将经常性神经网络变暖,以最大限度地实现可实现的多稳定,大大改善学习 (Warming-up recurrent neural networks to maximize reachable multi-stability greatly improves learning) - 专知论文

会员服务 ·

0

循环神经网络 · Networking · Neural Networks · Performer · 循环网络 ·

2021 年 6 月 2 日

Warming-up recurrent neural networks to maximize reachable multi-stability greatly improves learning

翻译：将经常性神经网络变暖,以最大限度地实现可实现的多稳定,大大改善学习

Nicolas Vecoven,Damien Ernst,Guillaume Drion

Training recurrent neural networks is known to be difficult when time dependencies become long. Consequently, training standard gated cells such as gated recurrent units and long-short term memory on benchmarks where long-term memory is required remains an arduous task. In this work, we propose a general way to initialize any recurrent network connectivity through a process called "warm-up" to improve its capability to learn arbitrarily long time dependencies. This initialization process is designed to maximize network reachable multi-stability, i.e. the number of attractors within the network that can be reached through relevant input trajectories. Warming-up is performed before training, using stochastic gradient descent on a specifically designed loss. We show that warming-up greatly improves recurrent neural network performance on long-term memory benchmarks for multiple recurrent cell types, but can sometimes impede precision. We therefore introduce a parallel recurrent network structure with partial warm-up that is shown to greatly improve learning on long time-series while maintaining high levels of precision. This approach provides a general framework for improving learning abilities of any recurrent cell type when long-term memory is required.
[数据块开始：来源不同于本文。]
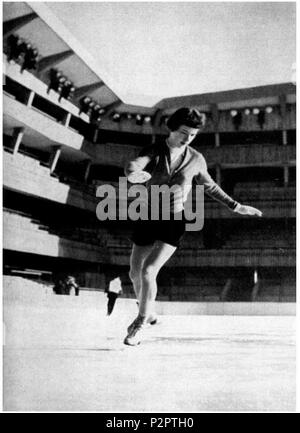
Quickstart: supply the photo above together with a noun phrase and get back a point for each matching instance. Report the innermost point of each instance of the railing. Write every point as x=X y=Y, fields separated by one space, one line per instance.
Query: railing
x=257 y=155
x=22 y=234
x=27 y=175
翻译：已知,当时间依赖性变长时,培训经常性神经网络就难以进行经常性培训。因此,培训标准门式单元,如门式经常单元和长期短距记忆,在需要长期记忆的基准上,仍然是一项艰巨的任务。在这项工作中,我们提出一种一般办法,通过一个称为“暖化”的过程来启动任何经常性网络连接,以提高其学习任意长期依赖性的能力。这个初始化过程旨在尽可能扩大网络可达到的多稳定度,即通过相关输入轨迹可以达到的吸引者的数量。在培训前,使用随机梯度梯度脱落,在特定的损失上进行警告。我们表明,变暖能极大地提高多个经常性细胞类型长期记忆基准上的经常性神经网络性能,但有时会妨碍精确性。因此,我们引入了一个同时同时提供部分热度的经常性网络结构,在保持高度精确性的同时,可以大大改进长期序列上的学习。这一方法提供了一个在需要长期记忆时提高任何经常性细胞类型的学习能力的一般框架。

0

相关内容

循环神经网络

循环神经网络

循环神经网络（RNN）是一类人工神经网络，其中节点之间的连接沿时间序列形成有向图。这使其表现出时间动态行为。 RNN源自前馈神经网络，可以使用其内部状态（内存）来处理可变长度的输入序列。这使得它们适用于诸如未分段的，连接的手写识别或语音识别之类的任务。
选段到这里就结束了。